KARAWANG // LK – Langkah tegas diambil Ketua Umum Ikatan Wartawan Online Indonesia (IWOI), Dr. NR. Icang Rahardian, SH., MH., dengan menghentikan aksi solidaritas yang digelar di lingkungan Universitas Singaperbangsa Karawang, Senin sore (23/2/2026).
Keputusan itu bukan tanpa alasan. Icang menilai lokasi aksi yang berada di area kampus, terlebih di depan rektorat, kurang tepat secara strategis dan tidak memberikan dampak signifikan terhadap gerakan yang diperjuangkan.
“Kenapa saya tidak terlalu bersemangat? Karena ini tempat adik-adik kita menimba ilmu. Di kampus, aksi seperti ini dianggap biasa.
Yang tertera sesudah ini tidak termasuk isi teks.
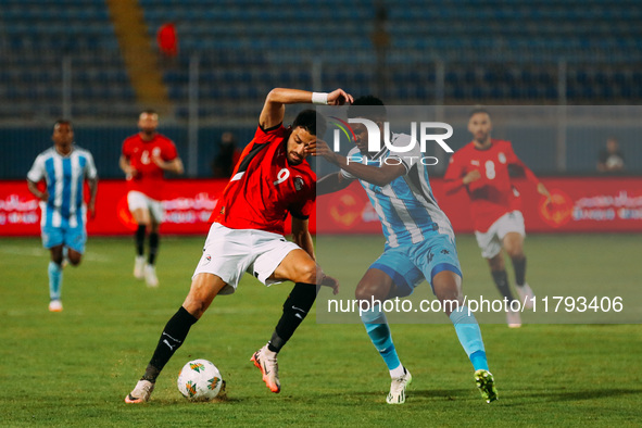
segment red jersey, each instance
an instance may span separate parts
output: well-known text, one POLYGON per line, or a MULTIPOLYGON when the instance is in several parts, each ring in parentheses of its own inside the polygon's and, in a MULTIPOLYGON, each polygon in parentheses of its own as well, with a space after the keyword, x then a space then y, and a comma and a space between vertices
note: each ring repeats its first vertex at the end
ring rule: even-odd
POLYGON ((464 186, 462 178, 469 172, 477 169, 481 173, 481 178, 466 186, 475 230, 484 232, 502 215, 521 207, 519 192, 508 174, 509 167, 521 169, 526 178, 539 182, 532 171, 517 158, 509 141, 491 139, 491 146, 486 150, 469 142, 452 155, 443 177, 446 193, 464 186))
POLYGON ((152 158, 160 156, 165 162, 175 160, 178 153, 174 142, 160 134, 154 135, 150 141, 144 141, 140 134, 136 134, 123 142, 123 155, 136 168, 136 175, 127 177, 127 189, 160 201, 163 198, 163 169, 152 158))
POLYGON ((256 129, 241 153, 210 222, 232 229, 256 229, 284 234, 288 212, 306 219, 316 198, 316 175, 307 161, 288 162, 286 146, 290 130, 279 125, 256 129))

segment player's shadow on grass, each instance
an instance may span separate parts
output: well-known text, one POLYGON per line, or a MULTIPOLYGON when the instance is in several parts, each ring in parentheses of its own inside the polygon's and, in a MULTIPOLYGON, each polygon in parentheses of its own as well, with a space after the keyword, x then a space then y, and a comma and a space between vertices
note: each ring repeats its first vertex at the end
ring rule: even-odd
POLYGON ((446 401, 466 400, 470 396, 470 389, 413 389, 407 391, 407 396, 415 399, 442 399, 446 401))
MULTIPOLYGON (((512 399, 539 399, 536 401, 583 401, 593 399, 605 399, 610 396, 622 396, 622 395, 642 395, 642 389, 630 389, 630 388, 604 388, 599 390, 582 390, 582 391, 529 391, 529 392, 507 392, 504 396, 512 399)), ((502 394, 500 392, 500 399, 502 394)), ((527 403, 514 403, 512 405, 524 405, 527 403)))

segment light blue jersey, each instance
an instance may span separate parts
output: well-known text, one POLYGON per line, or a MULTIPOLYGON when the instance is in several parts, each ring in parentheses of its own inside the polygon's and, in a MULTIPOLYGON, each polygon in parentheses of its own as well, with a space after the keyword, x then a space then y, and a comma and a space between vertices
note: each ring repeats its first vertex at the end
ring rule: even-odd
POLYGON ((27 178, 34 182, 47 181, 49 199, 40 202, 43 230, 85 228, 83 185, 85 179, 97 178, 91 153, 74 146, 70 154, 62 155, 52 147, 36 158, 27 178))
MULTIPOLYGON (((393 134, 390 141, 392 146, 406 147, 411 136, 393 134)), ((428 167, 420 162, 421 156, 418 144, 405 153, 393 153, 383 148, 368 160, 368 164, 380 166, 383 163, 401 163, 406 174, 383 187, 360 180, 381 221, 387 244, 391 248, 418 243, 436 234, 445 234, 454 239, 451 223, 432 196, 428 167)), ((348 153, 348 159, 350 162, 364 163, 356 147, 348 153)), ((345 171, 341 171, 341 174, 350 179, 356 178, 345 171)))
MULTIPOLYGON (((390 141, 395 147, 407 147, 411 136, 393 134, 390 141)), ((365 163, 357 148, 352 149, 348 158, 349 162, 365 163)), ((453 228, 432 196, 428 168, 421 159, 418 144, 404 153, 383 148, 367 164, 403 164, 406 174, 386 186, 360 179, 386 236, 383 254, 370 268, 383 270, 390 276, 400 297, 411 294, 424 278, 432 284, 432 278, 440 272, 450 270, 462 276, 453 228)), ((356 179, 343 169, 341 174, 356 179)))

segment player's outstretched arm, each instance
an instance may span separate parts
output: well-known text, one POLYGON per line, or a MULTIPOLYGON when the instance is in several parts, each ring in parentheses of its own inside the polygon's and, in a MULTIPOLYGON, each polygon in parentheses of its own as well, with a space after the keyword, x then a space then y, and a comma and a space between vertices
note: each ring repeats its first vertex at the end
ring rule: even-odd
MULTIPOLYGON (((358 162, 349 162, 348 159, 330 150, 324 140, 316 140, 307 148, 307 152, 313 156, 323 156, 328 162, 339 166, 341 169, 352 174, 356 178, 370 182, 375 186, 386 186, 396 177, 406 173, 403 165, 364 165, 358 162)), ((318 189, 317 189, 318 194, 318 189)))
POLYGON ((316 182, 316 196, 320 197, 328 193, 345 189, 353 180, 344 177, 341 173, 328 174, 316 182))
POLYGON ((327 105, 343 105, 352 103, 354 99, 343 89, 332 92, 310 92, 301 89, 274 88, 265 98, 265 104, 259 116, 259 124, 263 129, 269 129, 284 122, 286 104, 315 103, 327 105))

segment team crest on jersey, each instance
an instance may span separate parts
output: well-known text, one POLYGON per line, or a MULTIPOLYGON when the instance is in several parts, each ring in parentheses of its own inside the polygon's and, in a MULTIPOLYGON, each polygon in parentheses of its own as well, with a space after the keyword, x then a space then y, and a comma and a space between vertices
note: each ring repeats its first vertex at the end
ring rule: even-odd
POLYGON ((303 189, 303 178, 294 177, 294 188, 297 189, 297 191, 303 189))

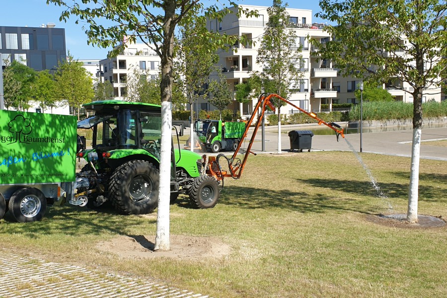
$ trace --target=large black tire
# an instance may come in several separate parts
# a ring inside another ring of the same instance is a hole
[[[175,203],[177,198],[178,198],[178,193],[171,193],[171,196],[169,198],[169,204],[171,205]]]
[[[42,219],[47,210],[47,199],[34,187],[16,191],[9,199],[9,210],[19,223],[30,223]]]
[[[3,196],[0,194],[0,220],[3,218],[5,213],[6,213],[6,201]]]
[[[213,153],[218,153],[221,150],[222,146],[221,145],[220,142],[216,141],[211,145],[211,152]]]
[[[109,197],[124,214],[150,213],[158,203],[158,171],[144,160],[131,160],[116,168],[110,177]]]
[[[200,209],[212,208],[219,199],[217,181],[209,176],[200,176],[191,186],[189,198]]]

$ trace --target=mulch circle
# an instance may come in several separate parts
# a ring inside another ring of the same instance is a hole
[[[386,226],[401,228],[432,228],[446,225],[446,222],[441,217],[418,215],[418,222],[414,224],[406,221],[406,214],[378,214],[367,216],[368,222]]]

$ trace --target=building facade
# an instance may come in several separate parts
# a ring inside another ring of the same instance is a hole
[[[237,43],[229,51],[218,52],[222,72],[232,91],[234,90],[234,85],[246,81],[252,72],[262,71],[261,66],[256,63],[256,58],[264,29],[269,21],[268,7],[242,6],[244,8],[257,10],[259,16],[257,18],[247,18],[242,15],[238,18],[235,14],[227,14],[222,21],[209,20],[207,24],[209,31],[244,36],[253,42],[252,44]],[[238,8],[231,9],[235,12]],[[299,91],[293,94],[290,100],[307,111],[319,109],[322,102],[332,102],[332,99],[337,96],[337,92],[332,87],[333,79],[337,76],[337,71],[332,68],[330,61],[322,60],[318,55],[311,55],[311,50],[316,50],[317,52],[317,49],[312,48],[308,38],[324,42],[328,40],[329,35],[323,30],[322,24],[312,22],[311,10],[290,8],[286,10],[290,16],[291,29],[295,30],[298,37],[297,48],[301,47],[303,60],[299,66],[303,74]],[[235,112],[239,111],[241,115],[251,115],[256,100],[254,98],[252,102],[248,104],[239,103],[234,100],[229,108]],[[204,106],[203,103],[202,106]],[[289,105],[281,108],[281,112],[284,114],[298,112],[297,109]]]
[[[54,72],[65,59],[65,29],[49,23],[39,27],[0,26],[1,65],[15,60],[36,71]]]
[[[160,73],[161,59],[158,55],[143,43],[129,43],[120,55],[99,61],[98,76],[113,85],[115,99],[125,99],[126,81],[134,68],[148,74],[148,79],[155,79]]]

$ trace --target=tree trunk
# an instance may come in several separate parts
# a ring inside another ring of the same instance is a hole
[[[169,250],[169,197],[170,196],[171,141],[172,115],[172,70],[174,54],[174,30],[175,1],[164,2],[164,23],[163,25],[163,45],[161,48],[161,144],[160,153],[160,182],[158,187],[158,206],[157,212],[157,232],[154,249]]]
[[[407,220],[418,222],[418,199],[419,185],[419,158],[422,129],[422,89],[415,89],[413,93],[413,143],[411,147],[411,166],[410,171],[410,189]]]
[[[282,154],[281,148],[281,108],[278,107],[278,154]]]
[[[194,143],[194,142],[195,142],[194,141],[194,111],[193,109],[192,99],[191,99],[189,102],[190,102],[189,110],[190,110],[190,112],[189,117],[191,118],[191,119],[190,119],[191,131],[189,133],[189,141],[190,141],[189,144],[190,144],[190,146],[191,146],[191,148],[190,149],[190,150],[191,150],[191,151],[194,152],[194,146],[195,146],[194,145],[194,144],[195,144],[195,143]]]

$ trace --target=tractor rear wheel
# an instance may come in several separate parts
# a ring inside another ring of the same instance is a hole
[[[45,214],[47,199],[37,188],[25,187],[12,194],[9,206],[12,216],[19,223],[36,222]]]
[[[109,197],[124,214],[150,213],[158,205],[158,170],[144,160],[131,160],[115,170],[110,177]]]
[[[219,186],[215,179],[201,176],[193,182],[189,198],[200,209],[212,208],[219,199]]]
[[[3,216],[4,215],[5,212],[6,202],[4,200],[4,198],[3,197],[1,194],[0,194],[0,220],[3,218]]]

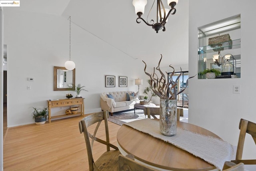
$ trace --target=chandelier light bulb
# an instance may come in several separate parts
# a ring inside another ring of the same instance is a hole
[[[177,5],[179,0],[168,0],[167,1],[167,4],[168,5],[171,6],[171,8],[174,8],[174,6]]]
[[[147,4],[147,0],[133,0],[132,5],[135,8],[135,14],[138,16],[140,15],[141,16],[144,13],[145,6]],[[139,17],[140,17],[140,16]]]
Tidak ada daya tekan yang besar,” tegas Icang di hadapan jajaran pengurus, senior jurnalis, dan tokoh media yang hadir.
Pernyataan itu sontak memantik perhatian. Di satu sisi, solidaritas ingin ditegaskan. Di sisi lain, etika ruang akademik tetap dijaga.
Icang menegaskan bahwa kampus adalah pusat akademik yang harus dihormati. Ia tak ingin aksi yang bertujuan menjaga marwah jurnalis justru menimbulkan polemik hukum atau dianggap mengganggu aktivitas pendidikan.
“Kalau ini areal umum, saya bela sampai mana pun. Tapi ini areal orang, apalagi di depan rektorat. Itu pusat akademik, tidak boleh diganggu,” ujarnya lantang.
“Ini Bukan Mundur, Ini Strategi”
Meski aksi dihentikan, Icang memastikan gerakan solidaritas tidak berhenti. Ia justru menyebut penghentian ini sebagai langkah konsolidasi menuju aksi yang lebih besar dan terorganisir pekan depan.
“Hari ini kita cukupkan. Anggap saja pemanasan. Minggu depan kita konsolidasi dan lakukan aksi yang lebih besar,” katanya, disambut seruan kompak “siap!” dari pengurus dan anggota IWOI.
Pesan yang ingin ditegaskan jelas: ini bukan kemunduran, melainkan reposisi strategi.
Icang juga mengingatkan para jurnalis untuk tetap memahami batas antara ruang publik dan privat, serta menjunjung tinggi etika dan profesionalisme, terutama di era digital yang serba terbuka dan rentan gesekan.
“Bukan hanya untuk anggota kita. Organisasi mana pun, kalau jurnalisnya diganggu marwahnya, kita pasti bergerak,” tandasnya.
Pernyataan tersebut menjadi sinyal keras bahwa solidaritas lintas organisasi pers bisa saja terbentuk jika persoalan menyangkut kehormatan profesi.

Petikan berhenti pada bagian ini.